Voice and sacred movements of Xavante indigenous group (Brazil)

Voice and sacred movements of the Xavante indigenous group (Brazil)

The Xavante as they were known by the white people or Auwe, as they call themselves, have been living for a very long time in the central-west region of Brazil, in the vast and open fields of the Cerrado. They are a part of this world since the time of creation, learning from their ancestors the art of living in this place.

Everything they need to survive is there: abundant hunting, a variety of fruit, roots, fish, palm leaves to build houses and baskets, trees that make good bows, arrows and rims, feathers and natural paint colours for the beauty of the body and the spirit.

And from dream comes power, the teaching to follow in the path of tradition, the protection of ancestors in their everyday lives, the beauty of the ceremonial chants that renew the act of creation. For thousands of years they lived there, in the Cerrado, traveling huge stretches in their hunting expeditions, knowing every little bit of their land, at the foot of Serra do Roncador. For these people, Brazil is a recent novelty. It was in the 1940s, on the eve of the twenty-first century, after a difficult time of many wars and deaths, the Xavantes decided to “pacify the whites” and establish contact with the “warazu.”

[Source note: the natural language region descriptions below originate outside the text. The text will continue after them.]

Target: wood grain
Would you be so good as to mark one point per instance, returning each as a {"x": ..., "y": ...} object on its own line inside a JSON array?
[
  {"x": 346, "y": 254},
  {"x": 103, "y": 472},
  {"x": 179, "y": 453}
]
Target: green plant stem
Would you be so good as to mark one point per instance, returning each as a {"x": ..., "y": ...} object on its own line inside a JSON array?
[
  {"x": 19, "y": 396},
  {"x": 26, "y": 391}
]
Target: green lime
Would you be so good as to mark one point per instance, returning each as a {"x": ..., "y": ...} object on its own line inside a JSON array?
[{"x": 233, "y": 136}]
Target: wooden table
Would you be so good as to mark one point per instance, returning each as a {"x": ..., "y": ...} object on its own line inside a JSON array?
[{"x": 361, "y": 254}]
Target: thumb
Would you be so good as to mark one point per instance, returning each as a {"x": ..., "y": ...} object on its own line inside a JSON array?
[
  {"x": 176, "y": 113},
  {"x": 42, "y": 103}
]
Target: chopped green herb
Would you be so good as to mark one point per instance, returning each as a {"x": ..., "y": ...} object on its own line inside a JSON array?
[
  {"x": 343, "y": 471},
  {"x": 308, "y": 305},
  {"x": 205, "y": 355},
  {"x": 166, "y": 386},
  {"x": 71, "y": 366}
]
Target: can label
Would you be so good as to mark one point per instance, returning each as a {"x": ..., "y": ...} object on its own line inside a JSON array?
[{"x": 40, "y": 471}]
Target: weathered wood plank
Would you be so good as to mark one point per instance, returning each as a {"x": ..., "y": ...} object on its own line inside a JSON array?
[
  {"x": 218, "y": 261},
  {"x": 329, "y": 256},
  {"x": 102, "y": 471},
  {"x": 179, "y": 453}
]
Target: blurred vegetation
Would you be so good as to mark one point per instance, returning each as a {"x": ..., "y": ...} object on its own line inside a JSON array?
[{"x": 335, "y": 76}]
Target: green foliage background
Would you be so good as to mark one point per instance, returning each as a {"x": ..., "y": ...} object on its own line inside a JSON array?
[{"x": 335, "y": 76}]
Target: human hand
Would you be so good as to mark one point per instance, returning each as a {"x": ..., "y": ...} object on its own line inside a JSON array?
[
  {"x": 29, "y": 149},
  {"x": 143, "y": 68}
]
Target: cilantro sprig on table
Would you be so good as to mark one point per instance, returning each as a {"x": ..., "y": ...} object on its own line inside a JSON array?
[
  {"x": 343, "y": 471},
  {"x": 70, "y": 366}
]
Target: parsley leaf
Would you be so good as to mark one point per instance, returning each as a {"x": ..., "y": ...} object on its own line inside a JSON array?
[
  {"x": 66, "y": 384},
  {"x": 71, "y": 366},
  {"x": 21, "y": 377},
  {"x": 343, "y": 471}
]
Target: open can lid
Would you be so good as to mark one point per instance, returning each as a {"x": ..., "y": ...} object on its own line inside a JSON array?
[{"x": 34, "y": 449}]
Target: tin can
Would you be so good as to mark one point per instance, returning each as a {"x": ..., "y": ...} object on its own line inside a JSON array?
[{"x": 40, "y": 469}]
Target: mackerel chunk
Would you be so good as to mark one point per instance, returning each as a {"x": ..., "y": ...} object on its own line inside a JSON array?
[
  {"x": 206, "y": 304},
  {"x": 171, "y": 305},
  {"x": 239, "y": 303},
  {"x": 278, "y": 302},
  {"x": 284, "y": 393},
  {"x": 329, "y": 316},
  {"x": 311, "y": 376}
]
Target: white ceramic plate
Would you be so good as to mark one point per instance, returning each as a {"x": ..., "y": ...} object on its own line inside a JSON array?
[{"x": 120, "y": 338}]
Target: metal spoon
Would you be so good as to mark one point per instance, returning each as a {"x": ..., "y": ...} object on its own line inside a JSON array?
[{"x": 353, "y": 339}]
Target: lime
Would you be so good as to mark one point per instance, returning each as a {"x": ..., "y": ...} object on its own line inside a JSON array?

Thus, the great chief Ahöpowe (Apoena), on the banks of the river that became known as Rio das Mortes (River of Deaths), in the mother village of the Xavante people, iniciated a new phase for his people who now lived in dozens of other villages scattered throughout the state of Mato Grosso.

Today the Etnhiritipá – the “Auwe people of Serra do Roncador”, grandchildren and great-grandchildren of Ahöpowe, continue to live in the same place, hunting, making their buriti straw houses, telling their children old stories and searching for a new way to relate to those who have arrived.